Gametocyte density distribution

In 2015, four of the sites from the two rural districts were chosen for an extension study to schools. For each site, members of the original 30 households were included with an additional 50 households and cohorts of ~ 100 students in the nearest primary school. All participants provided finger-prick blood on filter paper for qPCR and preserved in RNAprotect® (Qiagen Inc., Valencia, CA) for quantitative reverse transcription PCR (qRT-PCR).
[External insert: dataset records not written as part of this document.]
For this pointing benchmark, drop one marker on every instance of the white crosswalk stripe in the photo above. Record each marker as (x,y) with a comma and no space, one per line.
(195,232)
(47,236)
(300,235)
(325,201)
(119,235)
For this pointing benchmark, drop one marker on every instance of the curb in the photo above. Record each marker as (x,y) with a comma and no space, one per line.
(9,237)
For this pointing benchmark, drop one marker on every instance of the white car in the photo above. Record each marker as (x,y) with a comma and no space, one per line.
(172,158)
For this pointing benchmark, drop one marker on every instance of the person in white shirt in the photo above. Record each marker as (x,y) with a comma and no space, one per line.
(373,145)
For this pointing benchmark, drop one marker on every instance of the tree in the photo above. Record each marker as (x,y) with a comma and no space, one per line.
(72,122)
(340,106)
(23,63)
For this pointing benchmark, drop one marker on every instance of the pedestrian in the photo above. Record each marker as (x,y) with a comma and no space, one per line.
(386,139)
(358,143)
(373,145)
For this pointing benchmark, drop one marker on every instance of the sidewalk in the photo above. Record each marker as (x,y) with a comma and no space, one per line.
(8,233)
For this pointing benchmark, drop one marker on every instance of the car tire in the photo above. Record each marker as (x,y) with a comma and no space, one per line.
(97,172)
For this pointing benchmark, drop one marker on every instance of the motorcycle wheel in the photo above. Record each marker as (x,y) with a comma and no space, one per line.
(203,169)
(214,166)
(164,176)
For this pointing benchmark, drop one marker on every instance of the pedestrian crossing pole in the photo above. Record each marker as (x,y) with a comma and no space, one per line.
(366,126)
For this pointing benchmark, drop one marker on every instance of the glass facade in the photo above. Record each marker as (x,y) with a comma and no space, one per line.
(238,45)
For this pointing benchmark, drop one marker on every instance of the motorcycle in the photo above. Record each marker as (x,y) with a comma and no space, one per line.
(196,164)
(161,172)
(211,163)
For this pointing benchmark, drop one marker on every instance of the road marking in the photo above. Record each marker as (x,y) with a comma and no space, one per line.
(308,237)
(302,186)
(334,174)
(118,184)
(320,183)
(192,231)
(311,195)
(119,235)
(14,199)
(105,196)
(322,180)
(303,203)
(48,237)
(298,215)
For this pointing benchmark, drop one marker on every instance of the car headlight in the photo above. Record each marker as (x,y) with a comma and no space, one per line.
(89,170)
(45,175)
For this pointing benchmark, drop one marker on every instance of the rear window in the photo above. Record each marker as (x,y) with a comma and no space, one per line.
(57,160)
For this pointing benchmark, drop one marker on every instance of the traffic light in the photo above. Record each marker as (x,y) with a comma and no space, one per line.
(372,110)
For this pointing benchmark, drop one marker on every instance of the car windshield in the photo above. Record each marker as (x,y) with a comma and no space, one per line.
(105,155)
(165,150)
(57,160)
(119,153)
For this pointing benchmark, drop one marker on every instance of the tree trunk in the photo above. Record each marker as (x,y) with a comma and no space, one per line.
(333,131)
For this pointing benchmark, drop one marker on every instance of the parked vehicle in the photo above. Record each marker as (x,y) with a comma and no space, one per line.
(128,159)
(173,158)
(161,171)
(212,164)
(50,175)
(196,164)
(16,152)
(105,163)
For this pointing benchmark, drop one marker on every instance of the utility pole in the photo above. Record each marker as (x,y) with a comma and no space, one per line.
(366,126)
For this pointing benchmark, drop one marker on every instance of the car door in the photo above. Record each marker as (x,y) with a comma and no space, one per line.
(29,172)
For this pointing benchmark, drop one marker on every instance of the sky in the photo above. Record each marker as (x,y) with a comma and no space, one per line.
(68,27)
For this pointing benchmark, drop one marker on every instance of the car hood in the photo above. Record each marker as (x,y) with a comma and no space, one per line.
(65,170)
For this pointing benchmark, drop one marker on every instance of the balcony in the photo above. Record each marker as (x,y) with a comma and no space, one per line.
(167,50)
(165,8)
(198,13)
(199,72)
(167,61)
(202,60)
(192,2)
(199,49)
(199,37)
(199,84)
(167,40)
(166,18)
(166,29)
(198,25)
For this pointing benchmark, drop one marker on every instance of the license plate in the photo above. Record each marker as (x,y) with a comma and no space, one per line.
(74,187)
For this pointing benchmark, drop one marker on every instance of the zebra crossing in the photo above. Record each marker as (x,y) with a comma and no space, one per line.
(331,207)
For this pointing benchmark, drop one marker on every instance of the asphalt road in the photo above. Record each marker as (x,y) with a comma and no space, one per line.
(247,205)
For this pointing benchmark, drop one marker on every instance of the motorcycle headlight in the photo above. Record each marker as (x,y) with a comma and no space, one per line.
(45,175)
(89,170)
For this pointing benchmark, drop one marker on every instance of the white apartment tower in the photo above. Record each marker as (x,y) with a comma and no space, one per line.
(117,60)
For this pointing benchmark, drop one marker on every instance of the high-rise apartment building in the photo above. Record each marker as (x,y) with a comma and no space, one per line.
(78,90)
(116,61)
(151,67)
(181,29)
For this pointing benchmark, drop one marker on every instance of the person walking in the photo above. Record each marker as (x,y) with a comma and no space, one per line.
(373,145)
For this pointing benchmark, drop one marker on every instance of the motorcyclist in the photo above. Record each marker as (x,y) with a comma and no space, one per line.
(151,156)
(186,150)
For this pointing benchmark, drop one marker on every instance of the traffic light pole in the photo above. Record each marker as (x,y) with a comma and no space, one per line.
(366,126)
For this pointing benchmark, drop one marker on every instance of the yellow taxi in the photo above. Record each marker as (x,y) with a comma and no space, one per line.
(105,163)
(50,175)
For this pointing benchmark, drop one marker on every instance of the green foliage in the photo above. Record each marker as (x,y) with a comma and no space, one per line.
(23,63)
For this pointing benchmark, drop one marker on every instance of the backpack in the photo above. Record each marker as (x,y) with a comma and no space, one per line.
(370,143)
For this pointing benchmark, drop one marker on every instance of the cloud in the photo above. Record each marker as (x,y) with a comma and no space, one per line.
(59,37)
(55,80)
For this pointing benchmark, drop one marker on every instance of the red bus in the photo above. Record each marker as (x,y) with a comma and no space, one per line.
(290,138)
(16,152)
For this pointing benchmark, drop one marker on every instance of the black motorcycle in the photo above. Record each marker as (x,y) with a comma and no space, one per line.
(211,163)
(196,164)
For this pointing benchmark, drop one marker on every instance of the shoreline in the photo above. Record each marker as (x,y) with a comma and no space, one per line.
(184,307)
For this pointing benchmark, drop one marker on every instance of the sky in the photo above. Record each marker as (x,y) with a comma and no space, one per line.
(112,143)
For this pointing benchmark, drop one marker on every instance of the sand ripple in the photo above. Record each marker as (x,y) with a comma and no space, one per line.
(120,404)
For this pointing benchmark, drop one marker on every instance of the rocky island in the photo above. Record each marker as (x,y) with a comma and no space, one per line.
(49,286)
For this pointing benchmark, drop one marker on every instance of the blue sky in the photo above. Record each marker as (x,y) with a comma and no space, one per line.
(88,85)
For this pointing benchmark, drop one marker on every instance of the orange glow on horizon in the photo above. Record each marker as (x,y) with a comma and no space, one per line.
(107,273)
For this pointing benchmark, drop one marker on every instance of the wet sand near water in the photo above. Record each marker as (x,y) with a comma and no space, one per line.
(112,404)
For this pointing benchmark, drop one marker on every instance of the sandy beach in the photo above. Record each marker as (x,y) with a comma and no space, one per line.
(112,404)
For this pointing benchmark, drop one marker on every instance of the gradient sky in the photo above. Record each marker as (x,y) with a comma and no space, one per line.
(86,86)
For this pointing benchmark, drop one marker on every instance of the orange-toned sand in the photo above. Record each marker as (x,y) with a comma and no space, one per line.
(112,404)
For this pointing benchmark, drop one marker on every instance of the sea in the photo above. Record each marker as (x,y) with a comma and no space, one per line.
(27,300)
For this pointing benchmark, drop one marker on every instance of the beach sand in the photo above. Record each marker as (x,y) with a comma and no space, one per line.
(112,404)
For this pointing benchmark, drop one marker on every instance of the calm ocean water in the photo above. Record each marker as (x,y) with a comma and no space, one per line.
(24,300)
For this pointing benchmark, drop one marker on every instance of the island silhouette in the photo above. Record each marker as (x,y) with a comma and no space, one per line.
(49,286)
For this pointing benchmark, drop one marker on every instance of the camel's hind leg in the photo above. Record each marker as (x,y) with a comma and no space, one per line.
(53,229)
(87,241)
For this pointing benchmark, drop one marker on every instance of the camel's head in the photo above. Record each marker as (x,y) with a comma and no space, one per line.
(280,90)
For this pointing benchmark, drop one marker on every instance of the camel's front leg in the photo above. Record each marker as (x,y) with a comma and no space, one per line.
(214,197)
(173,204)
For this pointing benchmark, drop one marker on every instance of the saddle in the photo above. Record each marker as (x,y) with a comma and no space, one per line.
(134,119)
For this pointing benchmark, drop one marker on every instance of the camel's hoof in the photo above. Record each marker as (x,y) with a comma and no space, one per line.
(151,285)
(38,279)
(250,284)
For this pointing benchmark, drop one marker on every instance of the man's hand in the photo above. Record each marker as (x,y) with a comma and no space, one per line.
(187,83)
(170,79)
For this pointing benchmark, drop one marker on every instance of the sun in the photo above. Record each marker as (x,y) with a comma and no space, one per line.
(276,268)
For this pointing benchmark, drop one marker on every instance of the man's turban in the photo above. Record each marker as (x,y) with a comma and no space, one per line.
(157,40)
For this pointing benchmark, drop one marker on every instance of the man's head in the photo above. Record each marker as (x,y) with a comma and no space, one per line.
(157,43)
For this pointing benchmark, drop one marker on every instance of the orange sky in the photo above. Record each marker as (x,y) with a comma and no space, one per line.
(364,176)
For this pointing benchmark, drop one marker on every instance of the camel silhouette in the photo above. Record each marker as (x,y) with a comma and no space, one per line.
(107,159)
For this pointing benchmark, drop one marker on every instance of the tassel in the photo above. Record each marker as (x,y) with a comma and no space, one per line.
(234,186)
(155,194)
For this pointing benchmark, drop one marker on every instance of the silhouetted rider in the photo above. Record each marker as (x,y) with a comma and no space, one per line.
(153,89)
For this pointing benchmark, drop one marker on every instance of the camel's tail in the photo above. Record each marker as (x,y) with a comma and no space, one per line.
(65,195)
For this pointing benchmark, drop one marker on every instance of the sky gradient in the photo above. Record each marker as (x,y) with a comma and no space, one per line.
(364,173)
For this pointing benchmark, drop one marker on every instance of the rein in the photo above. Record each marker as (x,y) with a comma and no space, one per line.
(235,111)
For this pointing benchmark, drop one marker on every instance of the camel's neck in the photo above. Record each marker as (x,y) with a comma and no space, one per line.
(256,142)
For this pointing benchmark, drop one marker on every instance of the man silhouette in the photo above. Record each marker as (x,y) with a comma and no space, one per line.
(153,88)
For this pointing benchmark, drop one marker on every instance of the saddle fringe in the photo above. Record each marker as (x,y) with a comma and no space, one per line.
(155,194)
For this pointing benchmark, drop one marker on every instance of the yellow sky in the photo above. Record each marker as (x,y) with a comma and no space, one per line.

Gametocyte density distributions were measured among P. falciparum carriers from the 2015 household samples and the baseline school cohort samples. qPCR targeting LDH was run in duplicate to screen for infection. If either well was positive, qRT-PCR was performed to detect the mature gametocyte marker Pfs25 [25, 30, 31, 32]. Gametocyte density was quantified using a standard curve derived from cultured and diluted Pf.2004 TdT P. falciparum. Additional detail on gametocyte testing methods is provided as Additional file 1.

For all PCR-positive infections, the age- and season-specific distributions of gametocyte densities were determined for the four gametocyte density categories defined above; some age- and season-specific compartments were empty. One individual was added to all compartments to smooth distribution estimates for the model.
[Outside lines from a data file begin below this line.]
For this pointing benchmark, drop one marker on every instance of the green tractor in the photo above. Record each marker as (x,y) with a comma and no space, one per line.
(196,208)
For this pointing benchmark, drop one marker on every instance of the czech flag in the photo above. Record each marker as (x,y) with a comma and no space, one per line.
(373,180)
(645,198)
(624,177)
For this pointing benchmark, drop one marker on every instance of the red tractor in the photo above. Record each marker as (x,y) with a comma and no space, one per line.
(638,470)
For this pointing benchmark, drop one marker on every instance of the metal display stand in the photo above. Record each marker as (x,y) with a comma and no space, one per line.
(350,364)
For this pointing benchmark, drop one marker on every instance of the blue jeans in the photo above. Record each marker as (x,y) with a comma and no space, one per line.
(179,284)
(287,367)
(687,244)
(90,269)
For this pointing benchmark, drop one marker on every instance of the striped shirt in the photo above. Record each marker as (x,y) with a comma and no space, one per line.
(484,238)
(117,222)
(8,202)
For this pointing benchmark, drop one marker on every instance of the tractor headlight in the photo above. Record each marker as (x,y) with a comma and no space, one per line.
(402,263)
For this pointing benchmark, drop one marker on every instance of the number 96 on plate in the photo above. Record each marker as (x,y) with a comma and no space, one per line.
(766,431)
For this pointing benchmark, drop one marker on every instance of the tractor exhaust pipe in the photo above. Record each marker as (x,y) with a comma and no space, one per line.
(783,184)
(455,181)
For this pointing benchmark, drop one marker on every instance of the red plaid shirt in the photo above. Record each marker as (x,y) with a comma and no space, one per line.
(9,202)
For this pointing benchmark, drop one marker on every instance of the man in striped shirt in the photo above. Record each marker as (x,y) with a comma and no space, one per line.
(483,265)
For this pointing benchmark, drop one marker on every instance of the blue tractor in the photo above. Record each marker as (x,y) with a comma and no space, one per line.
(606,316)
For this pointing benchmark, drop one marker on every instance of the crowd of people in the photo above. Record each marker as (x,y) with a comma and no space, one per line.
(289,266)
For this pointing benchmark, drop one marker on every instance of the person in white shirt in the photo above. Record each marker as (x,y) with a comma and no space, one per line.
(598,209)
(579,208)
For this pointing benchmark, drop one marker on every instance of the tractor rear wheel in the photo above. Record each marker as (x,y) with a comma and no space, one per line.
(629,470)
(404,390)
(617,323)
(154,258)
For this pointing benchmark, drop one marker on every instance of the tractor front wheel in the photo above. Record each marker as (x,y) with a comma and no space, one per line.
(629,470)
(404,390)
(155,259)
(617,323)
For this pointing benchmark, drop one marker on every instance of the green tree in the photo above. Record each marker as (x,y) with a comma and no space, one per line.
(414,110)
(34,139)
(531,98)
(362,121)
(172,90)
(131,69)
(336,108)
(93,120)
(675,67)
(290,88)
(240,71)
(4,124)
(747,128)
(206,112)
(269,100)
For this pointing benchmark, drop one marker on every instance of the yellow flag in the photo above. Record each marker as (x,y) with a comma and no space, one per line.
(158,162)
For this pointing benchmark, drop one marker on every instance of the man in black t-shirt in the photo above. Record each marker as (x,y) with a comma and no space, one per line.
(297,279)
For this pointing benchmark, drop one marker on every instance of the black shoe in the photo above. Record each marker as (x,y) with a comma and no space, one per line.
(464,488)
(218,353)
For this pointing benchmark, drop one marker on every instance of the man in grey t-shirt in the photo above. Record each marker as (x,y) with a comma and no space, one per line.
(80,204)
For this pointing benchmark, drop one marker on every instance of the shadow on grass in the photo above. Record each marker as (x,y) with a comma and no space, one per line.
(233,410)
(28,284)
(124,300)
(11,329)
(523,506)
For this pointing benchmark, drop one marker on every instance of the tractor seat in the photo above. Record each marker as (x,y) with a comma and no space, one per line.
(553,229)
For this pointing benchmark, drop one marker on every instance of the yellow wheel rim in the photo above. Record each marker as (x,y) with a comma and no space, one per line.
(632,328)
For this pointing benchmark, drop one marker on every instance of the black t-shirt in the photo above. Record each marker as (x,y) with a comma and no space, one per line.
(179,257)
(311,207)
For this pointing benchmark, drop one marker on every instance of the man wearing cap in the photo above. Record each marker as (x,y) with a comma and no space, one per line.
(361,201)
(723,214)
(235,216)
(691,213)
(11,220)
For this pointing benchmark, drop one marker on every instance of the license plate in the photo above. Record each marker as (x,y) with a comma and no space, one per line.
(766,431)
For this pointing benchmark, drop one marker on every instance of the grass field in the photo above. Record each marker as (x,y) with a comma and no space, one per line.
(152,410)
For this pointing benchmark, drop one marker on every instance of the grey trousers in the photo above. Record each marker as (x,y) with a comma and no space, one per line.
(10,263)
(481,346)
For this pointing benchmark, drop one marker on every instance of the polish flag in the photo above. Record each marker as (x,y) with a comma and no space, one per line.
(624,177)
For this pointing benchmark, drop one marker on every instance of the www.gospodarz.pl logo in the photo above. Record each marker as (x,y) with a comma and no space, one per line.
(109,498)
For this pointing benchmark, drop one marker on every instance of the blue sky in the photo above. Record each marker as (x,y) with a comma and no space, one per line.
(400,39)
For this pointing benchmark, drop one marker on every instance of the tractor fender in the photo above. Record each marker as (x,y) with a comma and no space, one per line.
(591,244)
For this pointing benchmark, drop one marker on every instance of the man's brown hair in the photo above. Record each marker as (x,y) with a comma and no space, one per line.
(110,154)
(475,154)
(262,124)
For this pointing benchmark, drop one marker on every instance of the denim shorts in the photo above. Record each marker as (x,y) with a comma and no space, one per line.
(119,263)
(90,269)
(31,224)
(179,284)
The distribution of gametocyte density category by age and season in 2015 was assumed to apply to qPCR-positive infections from the 2012 to 2014 surveys, for which gametocyte data were not available. Total parasite density was significantly correlated with gametocyte density in 2015 (p = 0.03), and no significant difference was found in the association of age and total parasite density in the 2012–2014 dataset versus the 2015 dataset for either the rainy or dry season, supporting the assumption that the distribution of gametocyte densities by age and season were similar among PCR-positive cases in the two datasets.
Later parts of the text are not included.